Let $D=\text{d}+A$ be a metric connection on a vector bundle with curvature $F=F_D$.

How does one prove that the Yang-Mills equations $$ \frac{\partial}{\partial x^i}F_{ij}+[A_i,F_{ij}]=0 $$ from classical Yang-Mills theory are not elliptic?

In other words, how does one calculate the linearization and principal symbol of the Yang-Mills equations?

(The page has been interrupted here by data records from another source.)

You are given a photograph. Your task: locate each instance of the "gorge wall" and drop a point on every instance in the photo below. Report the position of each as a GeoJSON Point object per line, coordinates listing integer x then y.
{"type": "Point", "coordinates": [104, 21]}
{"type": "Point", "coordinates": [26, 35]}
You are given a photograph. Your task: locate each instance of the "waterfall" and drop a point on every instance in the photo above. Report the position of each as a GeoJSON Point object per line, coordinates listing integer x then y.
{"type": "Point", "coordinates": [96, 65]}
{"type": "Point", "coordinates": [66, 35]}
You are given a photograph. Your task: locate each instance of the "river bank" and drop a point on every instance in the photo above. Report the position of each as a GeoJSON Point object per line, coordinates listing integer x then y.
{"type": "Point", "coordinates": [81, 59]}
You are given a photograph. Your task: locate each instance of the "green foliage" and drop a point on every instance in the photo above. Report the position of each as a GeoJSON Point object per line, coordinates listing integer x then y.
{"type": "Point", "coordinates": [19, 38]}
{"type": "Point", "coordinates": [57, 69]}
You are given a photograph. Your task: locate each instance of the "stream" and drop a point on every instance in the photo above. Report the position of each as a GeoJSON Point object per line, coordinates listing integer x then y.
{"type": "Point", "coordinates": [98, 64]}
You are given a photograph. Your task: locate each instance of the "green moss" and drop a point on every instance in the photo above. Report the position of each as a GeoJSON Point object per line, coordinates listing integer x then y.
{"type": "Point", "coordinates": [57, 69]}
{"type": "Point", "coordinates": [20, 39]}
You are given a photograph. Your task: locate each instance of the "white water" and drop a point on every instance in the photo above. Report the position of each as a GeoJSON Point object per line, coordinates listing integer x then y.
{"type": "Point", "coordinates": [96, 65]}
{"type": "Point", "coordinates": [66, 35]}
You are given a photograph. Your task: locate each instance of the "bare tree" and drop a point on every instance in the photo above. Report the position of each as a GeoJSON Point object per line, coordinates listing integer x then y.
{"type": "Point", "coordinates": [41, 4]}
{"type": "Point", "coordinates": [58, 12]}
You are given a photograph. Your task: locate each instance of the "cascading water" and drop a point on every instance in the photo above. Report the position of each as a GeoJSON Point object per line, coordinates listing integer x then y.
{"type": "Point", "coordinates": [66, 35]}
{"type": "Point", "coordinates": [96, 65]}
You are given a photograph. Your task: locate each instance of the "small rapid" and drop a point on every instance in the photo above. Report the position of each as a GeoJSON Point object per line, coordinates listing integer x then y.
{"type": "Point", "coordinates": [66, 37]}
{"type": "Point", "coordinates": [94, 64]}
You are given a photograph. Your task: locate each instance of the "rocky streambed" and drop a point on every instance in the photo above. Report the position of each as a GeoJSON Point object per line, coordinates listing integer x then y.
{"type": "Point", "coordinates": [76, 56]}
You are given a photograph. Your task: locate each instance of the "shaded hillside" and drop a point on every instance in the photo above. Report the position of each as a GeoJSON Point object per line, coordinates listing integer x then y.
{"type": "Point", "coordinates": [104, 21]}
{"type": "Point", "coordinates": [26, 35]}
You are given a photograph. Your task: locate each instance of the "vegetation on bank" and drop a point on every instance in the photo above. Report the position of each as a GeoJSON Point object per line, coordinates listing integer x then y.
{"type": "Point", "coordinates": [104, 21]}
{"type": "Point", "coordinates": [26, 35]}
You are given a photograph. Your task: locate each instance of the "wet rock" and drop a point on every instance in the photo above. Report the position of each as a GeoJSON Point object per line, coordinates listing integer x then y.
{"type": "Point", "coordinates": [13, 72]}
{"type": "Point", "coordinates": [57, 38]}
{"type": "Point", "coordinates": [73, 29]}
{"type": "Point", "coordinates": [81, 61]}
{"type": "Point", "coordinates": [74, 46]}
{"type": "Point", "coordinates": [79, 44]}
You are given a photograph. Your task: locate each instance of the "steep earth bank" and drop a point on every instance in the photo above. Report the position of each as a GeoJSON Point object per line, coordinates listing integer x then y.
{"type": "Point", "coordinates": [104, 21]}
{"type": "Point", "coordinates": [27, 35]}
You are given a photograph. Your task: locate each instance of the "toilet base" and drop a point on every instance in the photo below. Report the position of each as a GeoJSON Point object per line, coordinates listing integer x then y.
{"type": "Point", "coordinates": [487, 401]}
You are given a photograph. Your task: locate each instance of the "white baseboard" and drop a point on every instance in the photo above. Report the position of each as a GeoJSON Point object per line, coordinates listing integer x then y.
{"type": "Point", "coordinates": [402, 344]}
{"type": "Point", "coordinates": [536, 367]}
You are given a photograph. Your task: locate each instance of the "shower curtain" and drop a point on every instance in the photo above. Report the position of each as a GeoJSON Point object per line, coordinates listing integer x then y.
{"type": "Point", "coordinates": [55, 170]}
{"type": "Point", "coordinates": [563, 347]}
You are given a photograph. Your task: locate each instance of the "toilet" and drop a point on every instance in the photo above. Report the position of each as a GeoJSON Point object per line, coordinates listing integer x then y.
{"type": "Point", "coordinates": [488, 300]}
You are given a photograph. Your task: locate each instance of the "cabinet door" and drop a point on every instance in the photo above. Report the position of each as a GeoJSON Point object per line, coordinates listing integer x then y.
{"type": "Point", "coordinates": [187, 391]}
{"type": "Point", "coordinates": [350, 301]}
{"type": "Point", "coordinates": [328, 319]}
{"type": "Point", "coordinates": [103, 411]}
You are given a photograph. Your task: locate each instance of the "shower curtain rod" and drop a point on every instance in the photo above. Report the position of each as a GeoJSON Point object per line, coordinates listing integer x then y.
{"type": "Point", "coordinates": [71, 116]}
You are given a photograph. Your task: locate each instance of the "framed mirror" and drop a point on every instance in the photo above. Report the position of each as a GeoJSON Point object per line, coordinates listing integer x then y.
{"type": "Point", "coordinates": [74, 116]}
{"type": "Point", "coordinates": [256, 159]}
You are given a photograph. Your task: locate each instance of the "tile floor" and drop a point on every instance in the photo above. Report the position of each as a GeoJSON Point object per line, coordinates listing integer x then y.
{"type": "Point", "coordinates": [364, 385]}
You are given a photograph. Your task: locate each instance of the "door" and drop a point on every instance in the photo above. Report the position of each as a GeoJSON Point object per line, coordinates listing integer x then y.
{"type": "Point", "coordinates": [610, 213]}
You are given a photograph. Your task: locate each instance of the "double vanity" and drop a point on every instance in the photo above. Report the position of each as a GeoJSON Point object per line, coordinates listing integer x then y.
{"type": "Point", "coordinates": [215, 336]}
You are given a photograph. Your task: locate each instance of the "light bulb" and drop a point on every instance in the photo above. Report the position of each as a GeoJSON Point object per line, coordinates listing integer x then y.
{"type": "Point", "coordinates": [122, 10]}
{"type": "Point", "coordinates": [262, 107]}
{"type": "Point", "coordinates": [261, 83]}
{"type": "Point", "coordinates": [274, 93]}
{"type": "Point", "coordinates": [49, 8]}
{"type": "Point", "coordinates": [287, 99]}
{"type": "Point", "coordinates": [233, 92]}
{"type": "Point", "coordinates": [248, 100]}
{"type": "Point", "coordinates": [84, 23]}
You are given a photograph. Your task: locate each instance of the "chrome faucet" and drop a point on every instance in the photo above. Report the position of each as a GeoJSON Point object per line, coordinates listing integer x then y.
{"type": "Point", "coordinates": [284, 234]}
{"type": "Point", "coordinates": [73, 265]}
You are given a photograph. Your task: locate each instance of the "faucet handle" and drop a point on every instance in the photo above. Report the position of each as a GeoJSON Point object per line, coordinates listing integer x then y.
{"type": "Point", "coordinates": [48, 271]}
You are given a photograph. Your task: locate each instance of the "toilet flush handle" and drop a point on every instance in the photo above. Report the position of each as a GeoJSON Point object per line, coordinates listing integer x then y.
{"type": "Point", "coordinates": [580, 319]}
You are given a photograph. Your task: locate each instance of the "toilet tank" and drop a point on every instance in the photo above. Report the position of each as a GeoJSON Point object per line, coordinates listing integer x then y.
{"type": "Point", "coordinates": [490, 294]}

Can someone please present a proof of nonellipticity and/or calculate the linearization and principal symbol of the Yang-Mills equations, or point out where these have been performed in the literature.


Solution 1:

Let me try a low tech approach. We start with some definitions from Gang Tian's paper (which means we are in the Euclidean setting). We have $$ A = A_i \mathrm{d}x_i, \qquad A_i:U\to g, $$ where $U\subset\mathbb{R}^n$ is an open set and $g$ is a Lie algebra. Then the Yang-Mills equations for $A$ are $$ \partial_iF_{ij} + [A_i,F_{ij}] = 0, \qquad \qquad (*) $$ where the summation convention is assumed, and $$ 2F_{ij} = \partial_iA_j - \partial_jA_i + [A_i,A_j]. $$ Neglecting the numerical factor $2$, the highest order derivatives appearing in the left hand side of $(*)$ are $$ \partial_i\partial_iA_j - \partial_j\partial_iA_i = \Delta A_j - \partial_j\mathrm{div}A. $$ Note that whatever linearization one choses, this is the principal part of the linearization (because the equation is semilinear). Now the corresponding symbol is $$ p(\xi) = -|\xi|^2 + \xi\otimes\xi. $$ Thinking of $p(\xi)$ as an $n\times n$ matrix, it is clear if $\eta\in\mathbb{R}^n$ is collinear to $\xi$ then $p(\xi)\eta=0$, so $p(\xi)$ is not invertible, hence the associated operator is not elliptic. This explains the basic reason behind non-ellipticity. Let me suggest an exercise: Write out the details of this argument for Riemannian manifolds and for vector bundles. Another good exercise is to compute the principal symbol of the elliptic Einstein equations (or prescribed Ricci curvature problem).

Solution 2:

Start with the fact (exercise):

$F_{A+b}=F_A+d_Ab+b\wedge b$.

This is the crux of everything, as you can now linearize the curvature equation. In particular, the YM equation is $F_A^+=0$, so to take its linearization we just take the self-dual part of the above exercise, with $b=ta$, and evaluate $\frac{d}{dt}|_{t=0}$ of it. This should lead you to the desired:

$d_A^+a=0$,

for $a\in\Omega^1(\mathfrak{g}_P)$. Now take it from here, and compute the symbol. In particular, since there is this gauge symmetry group on the space of YM-solutions, to actually get an elliptic system you just add on the linearization of that gauge-action, which ends up being $-d_A^\ast$.